The legislation would require the U.S. Department of Labor to track firms that move call center jobs overseas; the firms would then be ineligible for any direct or indirect federal loans or loan guarantees for five years.
According to CWA, total customer service/call center employment has dropped from 5.2 million in 2006 to 4.7 million in 2010, a loss of approximately 500,000 jobs in 4 years. The union says companies have taken millions in incentives from local taxpayers to open call centers in the U.S., only to offshore their operations a short time later and leave local communities devastated and still paying the bill.
U.S. lawmakers have made several unsuccessful attempts in the past to penalize corporations that send their call center operations off shore. To date, such proposed penalties have not made it into law. In 2010, Senator Charles Schumer (D, NY) said he would introduce legislation that would impose a $0.25-per-call excise tax on any customer service call placed in the U.S. that was transferred to a foreign call center and would require firms to inform U.S. customers when their call was being directed to foreign centers. Schumer never introduced the legislation.
However, Bishop has gained some traction in his efforts to ensure that taxpayer dollars do not benefit companies that choose to relocate jobs overseas despite slow job growth in the United States. In 2010, he supported an effort that successfully forced the United States Agency for International Development (USAID) to drop a program that would have used approximately $10 million in taxpayer funds to help train workers in Sri Lanka for jobs in the outsourcing industry.
The Challenge of Repatriating Call Centers
Savings in cost per call and cost per minute have lured many a U.S. firm to offshore its contact center operations. Recent arguments against the practice have focused on customer-centric metrics such as first-call resolution and related backlash in customer satisfaction ratings.

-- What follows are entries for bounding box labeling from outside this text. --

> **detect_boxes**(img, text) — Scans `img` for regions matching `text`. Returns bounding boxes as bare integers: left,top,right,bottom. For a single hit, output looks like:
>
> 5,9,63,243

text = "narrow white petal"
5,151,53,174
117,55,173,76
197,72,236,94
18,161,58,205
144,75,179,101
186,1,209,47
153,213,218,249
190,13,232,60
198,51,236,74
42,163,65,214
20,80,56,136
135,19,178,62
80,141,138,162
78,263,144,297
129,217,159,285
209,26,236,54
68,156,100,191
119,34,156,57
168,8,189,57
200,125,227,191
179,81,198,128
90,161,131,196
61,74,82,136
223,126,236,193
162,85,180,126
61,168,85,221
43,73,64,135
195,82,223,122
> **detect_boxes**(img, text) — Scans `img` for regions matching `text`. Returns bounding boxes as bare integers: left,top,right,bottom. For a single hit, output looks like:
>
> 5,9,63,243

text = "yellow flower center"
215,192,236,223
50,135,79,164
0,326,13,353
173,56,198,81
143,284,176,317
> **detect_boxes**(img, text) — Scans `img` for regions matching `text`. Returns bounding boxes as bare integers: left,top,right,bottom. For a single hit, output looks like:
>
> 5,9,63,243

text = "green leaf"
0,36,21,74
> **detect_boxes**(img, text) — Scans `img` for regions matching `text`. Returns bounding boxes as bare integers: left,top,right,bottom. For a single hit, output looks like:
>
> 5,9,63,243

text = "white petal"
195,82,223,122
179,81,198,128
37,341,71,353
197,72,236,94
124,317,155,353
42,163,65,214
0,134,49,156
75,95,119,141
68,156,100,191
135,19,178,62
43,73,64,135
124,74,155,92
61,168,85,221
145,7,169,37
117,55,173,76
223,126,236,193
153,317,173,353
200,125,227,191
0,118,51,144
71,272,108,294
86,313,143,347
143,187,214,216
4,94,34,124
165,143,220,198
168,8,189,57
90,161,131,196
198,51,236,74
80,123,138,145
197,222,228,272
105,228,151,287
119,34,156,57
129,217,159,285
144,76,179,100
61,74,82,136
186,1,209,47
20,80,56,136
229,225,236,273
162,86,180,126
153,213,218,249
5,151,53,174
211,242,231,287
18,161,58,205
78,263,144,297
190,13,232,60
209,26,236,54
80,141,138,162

Earlier this year, citing a lack of quality service and actual cost savings from offshore outsourcing efforts, Delta Airlines Inc. said it would stop sending U.S. customer calls to its offshore call center, and US Airways LLC announced plans to close its Manila call center.
For most organizations, however, cost remains the greatest challenge in bringing call centers back onshore is cost. How will the company deliver a quality customer experience with home-shore call centers at a comparable price to offshoring?
Technology to Meet the Home-shoring Challenge
The call center is charged with meeting dynamic customer demands, oftentimes in always-on mode, at the lowest possible cost.
One trend that is helping organizations do this with home-shore agents is remote agent technologies, and government efforts to expand the U.S.-based broadband infrastructure are increasing the pool of available call center agent candidates.
Further aiding the availability and quality of remote resources is cloud-based, or hosted, call center solutions.
Cloud-based solutions offer call centers an option for cost management in allowing them to hire agents in areas where the labor costs are less than the current area, according to a white paper released by ICMI in December. Using normal attrition, the call center can replace agents that leave with agents in a lower-cost labor market. For a 100-seat call center with a 30% attrition rate over a period of two years, agent salary costs could be reduced by as much as $3 per hour.